Sampai kini sebagian masyarakat yang tinggal di kawasan danau itu meyakini arwah Si Boru Saroding menjadi penunggu di kawasan danau itu dalam rupa ular besar. Masyarakat yang tinggal di sekitar itu meyakini bila Si Boru Saroding akan memperlihatkan dirinya bila akan ada bencana di kawasan itu. Sosoknya juga akan muncul bila ada masyarakat yang berperilaku buruk. Termasuk bila air danau dibiarkan kotor.

Karena penghormatan masyarakat begitu tinggi terhadapnya, membuat masyarakat tidak berani berlaku tidak sopan apalagi ketika sedang menyeberangi danau yang ditungguinya. Cerita yang kurang lebih sama juga melatarbelakangi sosok-sosok yang lain. Yang pasti kehadiran sosok penjaga danau ini telah menciptakan sebuah nilai-nilai positif dalam konteks ekologis.

“Legenda-legenda semacam ini dulunya mewarnai kehidupan masyarakat Batak Toba. Ia menjadi dasar hukum tidak tertulis, yang membuat masyarakat tidak pongah. Lebih beradab dan tahu menempatkan dirinya di alam ini.

“Nilai baiknya adalah masyarakat belajar untuk sopan, tidak angkuh dan menghormati lingkungan tempat tinggalnya,” jelas budayawan dari Fakultas Ilmu Budaya (FIB) Universitas Sumatra Utara, Irwansyah Harahap, kepada medanbisnidaily.com, beberapa waktu lalu.
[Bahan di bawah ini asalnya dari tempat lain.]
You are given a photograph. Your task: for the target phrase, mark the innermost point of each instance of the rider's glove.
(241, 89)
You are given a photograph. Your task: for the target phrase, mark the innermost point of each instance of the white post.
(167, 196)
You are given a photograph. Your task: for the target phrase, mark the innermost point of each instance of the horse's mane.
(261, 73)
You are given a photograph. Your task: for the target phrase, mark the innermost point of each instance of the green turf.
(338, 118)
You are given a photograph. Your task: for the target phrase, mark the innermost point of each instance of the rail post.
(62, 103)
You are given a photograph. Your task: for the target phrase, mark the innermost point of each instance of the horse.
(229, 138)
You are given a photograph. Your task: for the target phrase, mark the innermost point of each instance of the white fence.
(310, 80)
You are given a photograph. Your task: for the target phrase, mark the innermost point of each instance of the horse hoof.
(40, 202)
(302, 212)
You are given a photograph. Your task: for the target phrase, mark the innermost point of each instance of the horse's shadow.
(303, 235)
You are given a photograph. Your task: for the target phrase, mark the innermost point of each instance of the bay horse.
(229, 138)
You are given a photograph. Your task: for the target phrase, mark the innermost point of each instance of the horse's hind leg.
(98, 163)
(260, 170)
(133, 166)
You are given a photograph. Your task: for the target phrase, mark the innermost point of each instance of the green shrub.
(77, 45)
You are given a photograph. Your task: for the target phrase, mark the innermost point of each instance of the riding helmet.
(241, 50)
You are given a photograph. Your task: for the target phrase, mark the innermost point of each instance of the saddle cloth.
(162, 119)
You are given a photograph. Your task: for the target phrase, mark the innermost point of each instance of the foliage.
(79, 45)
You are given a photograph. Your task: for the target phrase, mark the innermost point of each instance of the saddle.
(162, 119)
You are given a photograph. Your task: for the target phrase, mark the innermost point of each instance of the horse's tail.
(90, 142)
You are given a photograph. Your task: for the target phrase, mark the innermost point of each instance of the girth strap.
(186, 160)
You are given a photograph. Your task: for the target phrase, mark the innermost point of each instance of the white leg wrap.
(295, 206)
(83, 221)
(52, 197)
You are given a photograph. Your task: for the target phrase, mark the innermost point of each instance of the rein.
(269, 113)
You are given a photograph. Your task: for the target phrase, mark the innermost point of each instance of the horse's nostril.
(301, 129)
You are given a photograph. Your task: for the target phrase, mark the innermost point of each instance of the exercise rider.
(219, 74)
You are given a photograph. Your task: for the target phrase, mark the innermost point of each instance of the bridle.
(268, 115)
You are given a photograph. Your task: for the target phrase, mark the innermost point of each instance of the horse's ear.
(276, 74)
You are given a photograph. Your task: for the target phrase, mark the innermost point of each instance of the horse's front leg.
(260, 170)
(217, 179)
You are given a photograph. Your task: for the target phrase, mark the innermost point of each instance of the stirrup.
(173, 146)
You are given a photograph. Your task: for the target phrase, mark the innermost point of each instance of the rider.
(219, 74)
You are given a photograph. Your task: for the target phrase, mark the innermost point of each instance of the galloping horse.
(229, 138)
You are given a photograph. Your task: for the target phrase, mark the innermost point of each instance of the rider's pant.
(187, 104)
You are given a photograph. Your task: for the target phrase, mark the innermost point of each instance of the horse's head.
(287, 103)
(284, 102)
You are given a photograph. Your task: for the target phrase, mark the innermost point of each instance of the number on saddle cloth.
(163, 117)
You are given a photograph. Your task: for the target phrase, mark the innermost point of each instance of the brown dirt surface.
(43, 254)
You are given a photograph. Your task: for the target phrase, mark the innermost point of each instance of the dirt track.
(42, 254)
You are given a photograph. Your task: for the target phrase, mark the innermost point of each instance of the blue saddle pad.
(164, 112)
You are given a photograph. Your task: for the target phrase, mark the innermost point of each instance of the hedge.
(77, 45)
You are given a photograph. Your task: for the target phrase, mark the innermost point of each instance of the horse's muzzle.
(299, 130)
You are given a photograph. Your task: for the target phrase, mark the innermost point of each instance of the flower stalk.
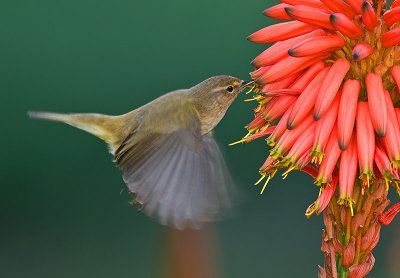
(329, 87)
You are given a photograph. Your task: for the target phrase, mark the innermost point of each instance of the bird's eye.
(230, 89)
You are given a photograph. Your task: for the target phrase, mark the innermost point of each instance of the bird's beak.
(247, 83)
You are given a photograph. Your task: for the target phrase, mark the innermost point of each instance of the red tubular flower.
(356, 5)
(344, 25)
(348, 172)
(330, 86)
(328, 163)
(325, 196)
(361, 51)
(361, 270)
(277, 12)
(334, 84)
(365, 142)
(323, 131)
(310, 16)
(368, 16)
(396, 3)
(280, 32)
(307, 76)
(289, 137)
(309, 3)
(392, 138)
(305, 102)
(288, 66)
(376, 103)
(282, 105)
(395, 71)
(300, 147)
(316, 45)
(260, 71)
(279, 130)
(383, 164)
(387, 217)
(391, 16)
(338, 6)
(347, 112)
(280, 49)
(391, 38)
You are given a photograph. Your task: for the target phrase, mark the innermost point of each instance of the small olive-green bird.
(168, 157)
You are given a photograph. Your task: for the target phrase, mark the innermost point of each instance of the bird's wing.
(179, 177)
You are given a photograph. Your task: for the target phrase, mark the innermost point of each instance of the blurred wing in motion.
(180, 177)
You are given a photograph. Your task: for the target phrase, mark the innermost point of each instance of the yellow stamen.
(262, 177)
(285, 174)
(251, 89)
(265, 184)
(237, 142)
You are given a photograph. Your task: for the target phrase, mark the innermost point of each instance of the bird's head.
(221, 89)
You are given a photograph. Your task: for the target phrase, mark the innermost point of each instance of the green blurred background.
(61, 211)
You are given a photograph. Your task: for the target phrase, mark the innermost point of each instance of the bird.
(167, 152)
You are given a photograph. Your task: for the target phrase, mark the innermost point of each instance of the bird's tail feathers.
(102, 126)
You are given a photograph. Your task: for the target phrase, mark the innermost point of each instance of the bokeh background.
(61, 211)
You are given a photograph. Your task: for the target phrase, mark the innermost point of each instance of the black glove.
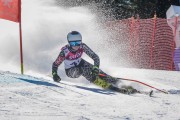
(95, 71)
(56, 77)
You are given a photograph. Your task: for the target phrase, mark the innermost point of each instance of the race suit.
(75, 66)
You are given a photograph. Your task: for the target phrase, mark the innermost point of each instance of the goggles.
(75, 43)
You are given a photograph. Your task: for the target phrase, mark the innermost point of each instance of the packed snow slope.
(24, 97)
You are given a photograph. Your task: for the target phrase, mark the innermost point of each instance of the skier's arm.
(92, 55)
(58, 61)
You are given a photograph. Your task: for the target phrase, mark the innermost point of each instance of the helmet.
(74, 36)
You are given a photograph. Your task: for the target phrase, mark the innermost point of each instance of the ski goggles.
(75, 43)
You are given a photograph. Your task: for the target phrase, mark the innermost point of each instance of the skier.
(75, 66)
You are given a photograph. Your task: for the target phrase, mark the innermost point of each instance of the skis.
(131, 91)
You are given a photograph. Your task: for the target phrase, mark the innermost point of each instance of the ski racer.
(75, 66)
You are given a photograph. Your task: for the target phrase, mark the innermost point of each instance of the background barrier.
(143, 43)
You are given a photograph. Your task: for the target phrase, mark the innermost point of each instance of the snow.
(34, 96)
(24, 97)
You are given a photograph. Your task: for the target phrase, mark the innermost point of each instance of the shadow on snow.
(45, 83)
(39, 82)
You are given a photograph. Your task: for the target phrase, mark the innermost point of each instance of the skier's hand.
(95, 71)
(56, 77)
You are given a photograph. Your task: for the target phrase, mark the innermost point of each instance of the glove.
(56, 77)
(95, 71)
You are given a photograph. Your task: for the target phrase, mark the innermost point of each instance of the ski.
(131, 91)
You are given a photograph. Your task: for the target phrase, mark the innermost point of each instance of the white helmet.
(74, 36)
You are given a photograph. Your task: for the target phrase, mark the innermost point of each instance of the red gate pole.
(153, 39)
(173, 44)
(20, 33)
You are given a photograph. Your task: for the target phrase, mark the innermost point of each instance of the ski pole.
(103, 75)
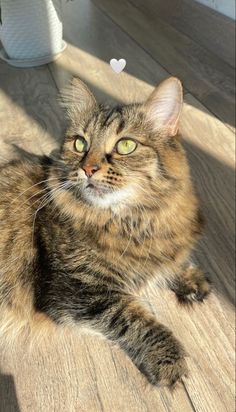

Dijelaskannya, legenda dalam kajian kebudayaan merupakan dasar hukum yang mengarahkan manusia untuk lebih bermoral. Sayangnya, sekarang ini legenda-legenda seperti itu tidak dirawat dan malah dianggap sesat. Padahal, nilai-nilai yang dikandungnya mengandung unsur kebaikan dan pengetahuan. Jadinya sekarang ini orang dengan sesuka hati memperlakukan Danau Toba. Membuang sampah, limbah bahkan tidak takut lagi berkata-kata kotor saat sedang menyeberang danau.
Mitos ke Logos

Perlunya mengangkat pengetahuan yang ada dalam mitos-mitos orang Batak Toba menjadi sangat penting sekarang ini. Karenanya, nyatanya secara ilmu pengetahuan, sejumlah mitos itu justru dapat diterima secara sains.

Misalnya dalam cerita “Tombak Sulu-sulu” di Bakti Raja, Humbahas. Situs ini berupa gua batu yang dalam cerita turun-temurun disebutkan sebagai tempat ibunda Sisingamangaraja I mendapat wangsit dari Tuhan. Bahwa kelak ia akan memperoleh anak laki-laki yang menjadi penguasa di sekitar itu.

Nyatanya setelah diteliti, situs itu adalah bagian jejak geologis letusan Gunung Toba purba. Hal ini disampaikan Ketua Ikatan Ahli Geologi (IAGI) Sumatera Utara, yang juga tim percepatan Geopark Kaldera Toba, Ir Gagarin Sembiring.

Apa kaitannya dengan cerita, itulah yang harus digali untuk menemukan nilai-nilai kearifan dan sejumlah pengetahuan yang ada di dalamnya.

“Artinya selalu ada alasan sains mengapa sebuah tempat/benda disakralkan masyarakatnya. Karena ilmu pengetahuan belum berkembang di masa lalu, masyarakat setempat membahasakan sesuai nalar mereka di kala itu. Sekarang tugas kita mengangkat mitos itu menjadi logos, tanpa harus mengabaikan nilai-nilai lokal yang sudah berkembang sebelumnya,” katanya.